An important step in the research process is the analysis of determinants and modelling of mediators and moderators for different aspects of positive mental health. The HBSC study has collected data covering a broad range of variables on multiple levels (Eriksson, et al., 2019; Inchley et al., 2018). The Nordic data gives us the opportunity to do analysis on multiple levels: individual, school, and macro-level. At the individual and school level, determinants of the five positive mental health indicators will be analysed with regards to impact and interactions between risk and protective factors at family and peers; as well as examine possible moderators and mediators such as socioeconomic background, self-efficacy and sense of unity. Macro-level associations with positive mental health measures will be analysed in future studies.
The national differences among the Nordic countries will be analysed using additional statistic as per previous HBSC studies. One example is the analysis of gender equality, where linear multilevel regression analyses indicated that adolescents in countries with relatively high levels of gender equality report higher life satisfaction than their peers in countries with lower levels of gender equality (de Looze et al., 2017).
The development of the present research program offers great opportunities for high quality research. Among important challenging macro-level questions are: How do wealth and other defined macro-level factors (e.g., human development) influence positive mental health and well-being? How do macro-level factors interact with individual factors? What kind of contextual factors at the societal and cultural level contribute to explain cross-national differences of subjective health and positive mental health during adolescence? Which are the socio-contextual factors explaining gender mental health inequalities during adolescence in different countries?

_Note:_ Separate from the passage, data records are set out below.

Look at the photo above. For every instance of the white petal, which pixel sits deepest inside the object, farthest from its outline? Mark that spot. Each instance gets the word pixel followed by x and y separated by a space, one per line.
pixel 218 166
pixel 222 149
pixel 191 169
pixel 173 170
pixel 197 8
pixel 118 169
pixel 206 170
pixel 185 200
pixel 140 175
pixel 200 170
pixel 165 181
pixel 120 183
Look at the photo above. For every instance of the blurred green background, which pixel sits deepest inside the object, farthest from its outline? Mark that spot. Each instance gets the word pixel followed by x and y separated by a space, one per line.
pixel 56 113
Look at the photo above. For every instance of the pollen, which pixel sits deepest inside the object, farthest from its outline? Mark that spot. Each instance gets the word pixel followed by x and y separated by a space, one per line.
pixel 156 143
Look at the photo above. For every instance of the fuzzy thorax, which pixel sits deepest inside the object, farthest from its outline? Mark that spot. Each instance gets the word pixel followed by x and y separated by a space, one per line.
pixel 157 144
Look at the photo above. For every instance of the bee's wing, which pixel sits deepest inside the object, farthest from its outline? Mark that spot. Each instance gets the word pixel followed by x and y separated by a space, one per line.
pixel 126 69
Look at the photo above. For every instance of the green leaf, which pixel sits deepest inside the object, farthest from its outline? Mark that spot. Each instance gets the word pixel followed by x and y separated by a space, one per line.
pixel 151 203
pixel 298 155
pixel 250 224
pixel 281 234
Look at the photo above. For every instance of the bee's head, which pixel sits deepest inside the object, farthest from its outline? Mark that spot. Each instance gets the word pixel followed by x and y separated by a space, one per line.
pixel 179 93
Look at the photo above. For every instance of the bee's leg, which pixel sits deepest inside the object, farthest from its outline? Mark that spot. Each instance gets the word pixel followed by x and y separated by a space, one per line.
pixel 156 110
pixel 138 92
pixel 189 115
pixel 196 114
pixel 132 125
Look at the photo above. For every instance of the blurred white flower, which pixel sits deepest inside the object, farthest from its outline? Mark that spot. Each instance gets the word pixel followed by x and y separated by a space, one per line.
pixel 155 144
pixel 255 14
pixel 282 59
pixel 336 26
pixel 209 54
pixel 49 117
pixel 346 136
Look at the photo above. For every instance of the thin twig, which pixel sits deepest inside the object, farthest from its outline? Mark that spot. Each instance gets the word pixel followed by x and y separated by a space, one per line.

The trend analysis presented in the different papers in the present journal issue (Due et al., 2018; Potrebny et al., 2018; Due et al., 2018a; Thorsteinsson et al., 2018; Arnarsson et al., 2018; Löfstedt et al., 2018 ) can also be extended to include 1985–2018 for most of these indicators. What are the long-term trends (1985–2018) in mental health and well-being in the Nordic countries? Which factors (e.g., changes in social inequality, changes in national indicators of welfare, changes in national school and health policy) can explain the observed trends in mental health and well-being? Which influences may participation rate in surveys and possible changes in the willing to report mental health issues among adolescents have for assessment of trends in different aspects of mental health?
During the planning procedures for the 2017/2018 HBSC data collection, the process of selecting, translating and piloting the additional indicators of positive mental health was successfully completed. This gave us the opportunity to follow data gathering with quality research on these and other research questions, thus enhancing our understanding of positive mental health and its importance for school-aged children.